○征たれざる国を読む

bqsfgame2014-10-07

ジェフ・ライマンの英国SF作家協会賞受賞の短編。1989年のSFマガジン版で読みました。
カルト・ファンタジー特集の一作ですが、他の2作品がブレイロックと、ティム・パワーズと言いますから、スチームパンク全盛期。でも、3つ一緒にすると誤解を招く編成です。
訳者の中村融氏のブログから引用すると、「カンボジアをモデルにした架空の国を舞台に、戦乱のなかで生きる人々の苦しみや悲しみを綴った作品だが、グロテスクなイメージが横溢していて、悪夢めいた印象を残す佳品」。
うーん、簡潔にして要を得ています。
移動可能な生きている家が出てきたりして、明らかにファンタジーですが、戦乱の国の庶民の悲惨な暮らしぶりはリアリティーがありすぎます。
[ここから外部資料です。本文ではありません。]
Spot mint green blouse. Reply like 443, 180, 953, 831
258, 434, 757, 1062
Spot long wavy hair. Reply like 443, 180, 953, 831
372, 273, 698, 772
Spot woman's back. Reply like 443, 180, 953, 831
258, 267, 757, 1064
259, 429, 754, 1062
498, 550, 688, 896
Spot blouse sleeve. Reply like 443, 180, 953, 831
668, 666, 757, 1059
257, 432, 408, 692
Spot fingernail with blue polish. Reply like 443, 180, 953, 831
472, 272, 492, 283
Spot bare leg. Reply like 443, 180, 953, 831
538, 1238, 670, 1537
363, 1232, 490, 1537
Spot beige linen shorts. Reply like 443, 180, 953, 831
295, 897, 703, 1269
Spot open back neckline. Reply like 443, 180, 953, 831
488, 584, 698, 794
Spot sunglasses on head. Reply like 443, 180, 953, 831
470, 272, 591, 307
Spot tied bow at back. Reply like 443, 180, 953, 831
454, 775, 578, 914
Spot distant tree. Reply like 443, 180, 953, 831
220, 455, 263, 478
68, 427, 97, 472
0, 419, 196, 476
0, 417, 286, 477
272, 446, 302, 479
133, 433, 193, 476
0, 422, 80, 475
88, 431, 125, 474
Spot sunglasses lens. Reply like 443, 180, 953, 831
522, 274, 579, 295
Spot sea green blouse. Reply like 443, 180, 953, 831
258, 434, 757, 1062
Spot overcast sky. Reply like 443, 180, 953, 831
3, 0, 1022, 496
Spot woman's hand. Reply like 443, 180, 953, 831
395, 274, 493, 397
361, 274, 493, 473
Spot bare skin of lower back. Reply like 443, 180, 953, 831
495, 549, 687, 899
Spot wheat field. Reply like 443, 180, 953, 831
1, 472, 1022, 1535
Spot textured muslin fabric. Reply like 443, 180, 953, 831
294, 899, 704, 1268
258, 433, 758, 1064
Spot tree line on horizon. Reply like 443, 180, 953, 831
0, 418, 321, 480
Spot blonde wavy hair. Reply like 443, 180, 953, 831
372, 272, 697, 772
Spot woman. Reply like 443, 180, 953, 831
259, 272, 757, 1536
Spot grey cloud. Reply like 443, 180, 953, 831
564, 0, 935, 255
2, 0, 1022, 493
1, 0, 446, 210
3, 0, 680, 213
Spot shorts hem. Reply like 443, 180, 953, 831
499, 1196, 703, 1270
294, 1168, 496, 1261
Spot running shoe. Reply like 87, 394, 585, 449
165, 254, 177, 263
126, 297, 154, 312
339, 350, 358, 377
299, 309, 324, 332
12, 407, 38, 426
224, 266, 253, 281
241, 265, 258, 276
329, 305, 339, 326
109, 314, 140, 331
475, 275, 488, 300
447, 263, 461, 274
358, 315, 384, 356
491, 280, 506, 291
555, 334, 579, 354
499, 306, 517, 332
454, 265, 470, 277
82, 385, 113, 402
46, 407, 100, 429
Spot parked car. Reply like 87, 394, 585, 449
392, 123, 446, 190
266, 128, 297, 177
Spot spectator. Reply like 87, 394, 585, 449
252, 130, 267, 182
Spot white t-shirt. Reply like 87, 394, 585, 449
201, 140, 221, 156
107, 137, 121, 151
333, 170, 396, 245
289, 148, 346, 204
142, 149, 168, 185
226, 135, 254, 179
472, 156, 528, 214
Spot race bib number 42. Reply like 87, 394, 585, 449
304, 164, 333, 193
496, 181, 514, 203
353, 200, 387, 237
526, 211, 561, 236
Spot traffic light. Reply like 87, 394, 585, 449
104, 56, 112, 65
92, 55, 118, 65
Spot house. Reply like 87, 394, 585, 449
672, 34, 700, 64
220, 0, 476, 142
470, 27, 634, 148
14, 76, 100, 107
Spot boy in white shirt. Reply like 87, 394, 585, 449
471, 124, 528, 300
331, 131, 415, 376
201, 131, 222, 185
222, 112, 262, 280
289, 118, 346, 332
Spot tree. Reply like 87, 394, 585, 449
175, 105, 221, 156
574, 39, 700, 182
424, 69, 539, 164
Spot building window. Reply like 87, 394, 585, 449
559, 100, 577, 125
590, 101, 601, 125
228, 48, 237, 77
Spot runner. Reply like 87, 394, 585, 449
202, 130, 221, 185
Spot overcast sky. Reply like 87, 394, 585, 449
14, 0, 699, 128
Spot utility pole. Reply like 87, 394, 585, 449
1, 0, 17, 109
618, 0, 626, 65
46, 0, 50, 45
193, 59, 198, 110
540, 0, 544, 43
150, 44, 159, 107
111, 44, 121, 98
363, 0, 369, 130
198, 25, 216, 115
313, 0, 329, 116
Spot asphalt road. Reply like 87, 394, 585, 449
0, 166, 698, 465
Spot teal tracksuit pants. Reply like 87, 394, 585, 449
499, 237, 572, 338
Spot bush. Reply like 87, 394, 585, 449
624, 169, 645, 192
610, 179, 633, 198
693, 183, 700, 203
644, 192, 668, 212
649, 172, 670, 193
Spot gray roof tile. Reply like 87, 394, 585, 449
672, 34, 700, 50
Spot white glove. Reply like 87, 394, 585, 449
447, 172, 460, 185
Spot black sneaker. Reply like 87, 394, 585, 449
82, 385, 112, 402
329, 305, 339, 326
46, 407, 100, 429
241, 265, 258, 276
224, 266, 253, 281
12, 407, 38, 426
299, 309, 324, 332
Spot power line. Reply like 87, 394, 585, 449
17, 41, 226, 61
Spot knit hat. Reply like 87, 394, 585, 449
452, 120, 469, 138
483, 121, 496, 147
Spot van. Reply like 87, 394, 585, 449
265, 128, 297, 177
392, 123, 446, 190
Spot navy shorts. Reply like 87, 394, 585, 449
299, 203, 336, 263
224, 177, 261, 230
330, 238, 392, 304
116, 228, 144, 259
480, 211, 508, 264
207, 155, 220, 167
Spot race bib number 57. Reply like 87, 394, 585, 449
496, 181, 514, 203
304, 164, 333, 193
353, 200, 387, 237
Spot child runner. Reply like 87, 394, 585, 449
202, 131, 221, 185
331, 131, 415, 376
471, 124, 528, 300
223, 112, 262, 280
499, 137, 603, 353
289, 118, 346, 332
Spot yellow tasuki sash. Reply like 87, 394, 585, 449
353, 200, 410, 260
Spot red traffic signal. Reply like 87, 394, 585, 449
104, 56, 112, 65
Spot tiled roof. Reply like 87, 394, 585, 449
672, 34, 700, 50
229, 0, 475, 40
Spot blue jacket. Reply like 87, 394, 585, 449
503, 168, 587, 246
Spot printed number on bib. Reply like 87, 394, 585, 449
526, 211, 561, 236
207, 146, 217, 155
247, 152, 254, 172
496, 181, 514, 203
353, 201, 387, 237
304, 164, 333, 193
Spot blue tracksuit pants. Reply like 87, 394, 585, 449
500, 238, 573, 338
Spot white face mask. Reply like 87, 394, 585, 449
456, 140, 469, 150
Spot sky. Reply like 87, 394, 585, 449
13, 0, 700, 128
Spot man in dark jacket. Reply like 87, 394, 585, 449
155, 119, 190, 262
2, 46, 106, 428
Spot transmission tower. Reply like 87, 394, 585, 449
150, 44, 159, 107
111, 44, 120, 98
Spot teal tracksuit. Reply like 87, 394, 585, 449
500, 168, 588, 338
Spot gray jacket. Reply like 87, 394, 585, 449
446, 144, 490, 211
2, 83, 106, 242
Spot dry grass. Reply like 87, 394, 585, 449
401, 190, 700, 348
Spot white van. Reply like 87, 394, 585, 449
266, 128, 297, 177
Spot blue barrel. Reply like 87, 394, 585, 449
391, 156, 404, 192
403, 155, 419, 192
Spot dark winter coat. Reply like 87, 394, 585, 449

ダン・シモンズの「ドラキュラの子供たち」のルーマニアも酷いですが、こちらもかなりのものです。もう一度、読む気がしないと言う点では共通します。その一方で、目を背けてはいけないものでもあるのですが‥。
ライマンは、ディック記念賞を取った「253」、英国SF作家協会賞の長編部門を取った「エアー」などもある中堅作家ですが、まったく翻訳が進んでいません。本作を読む限り、あんまり売れなそうな感じは確かにしますが。
ライマンは「インターゾーン」で活躍したそうで、社会性が強いと言われる同誌の好みそうなタイプではあります。タイミングを失したので、もう訳されることはないのでしょうかね。